On Sunday, we focused on team skills and played several scrimmages. From the videos I had sent to Ben, he observed (among other things) that we needed to score more easily and more routinely within 10 yards of the endzone. This requires positioning players to take advantage of defensive mistakes or misalignments. Therefore, we focused on playing as a team instead of clearing and forcing a few players to take on the other teams’ best defenders to score. Moreover, it seemed that in the past, we gave up too many big plays at the start of possessions, which is exactly what the offenses of the best teams we will face in Japan want. So, another goal for Sunday was to bring our good defensive pressure without exposing individuals to the other teams’ best play from the pull. Accordingly, Ben introduced and showed us how to practice a transition defense in which the formation is far less important than the principles and individual concepts.
Tarek Iko Eiben, coach of the German masters team, also weighed in on how he expects their work with Seth Wiggins to impact their team:
Playing this sport for thirty years now, I loved the idea of getting a new perspective of the game from coaches from North America. After an international event with North American teams you gain new ideas, but you are not coached on those ideas. So, it was a great opportunity to get coached by Ben and Seth Wiggins on basic and advanced strategies of the game. Although a weekend is not enough to completely transform into a new team, it can make a difference as to how you approach your team’s game for the future. The German Master National Team practiced concepts of the game that were new to us. It has already changed our game of Ultimate and we will continue to assimilate those ideas.
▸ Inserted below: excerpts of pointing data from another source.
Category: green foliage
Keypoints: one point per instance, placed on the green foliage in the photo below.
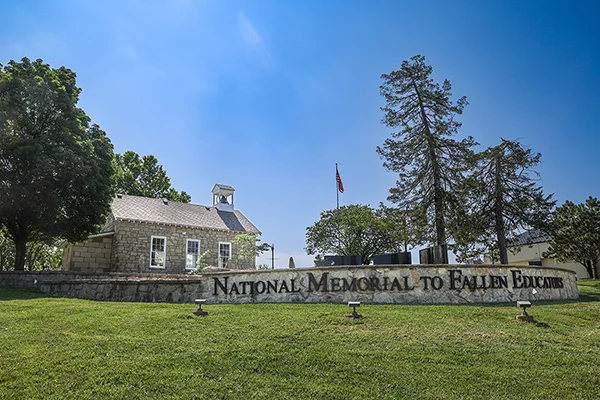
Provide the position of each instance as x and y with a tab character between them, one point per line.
352	230
55	166
576	234
144	177
55	348
249	246
502	198
406	226
429	162
200	264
Attending this camp as a team made this event more valuable, because you get the new input as a unity, and you don’t lose that much in reproduction.
What was really fascinating was the fact that, although certain situations in the game have been familiar to us for years, once the concepts behind them are shown and explained you look at them very differently.
At the end of the clinics, everybody was even more enthusiastic than before. I think that Ultimate in the early years of our sport must have been like this. Players from the U.S. traveling to Europe to spread ideas and share advanced skills developed in the sport’s country of origin. Even if you think that you do not need “new input,” the clinics have proven that it is often very helpful to receive advice from “outside” experts. An external coach might tell your players the same things, but maybe in a different way. If you coach the same team for many years, a variation in style different from your routine is well accepted and much appreciated by the team.
The results in Japan will tell if our efforts will already pay off this year. It has to be noted that there is not much time left to capitalize from the experience we gained. However, I’m convinced that it was worthwhile and will help us to reach our goals in the future. In addition, the players from the German national team already introduced the new ideas and drills to their home teams (the German national team is an “all-star” team from several German club teams). It can be expected that many teams in Germany will soon practice and play the “Wiggins” style, too.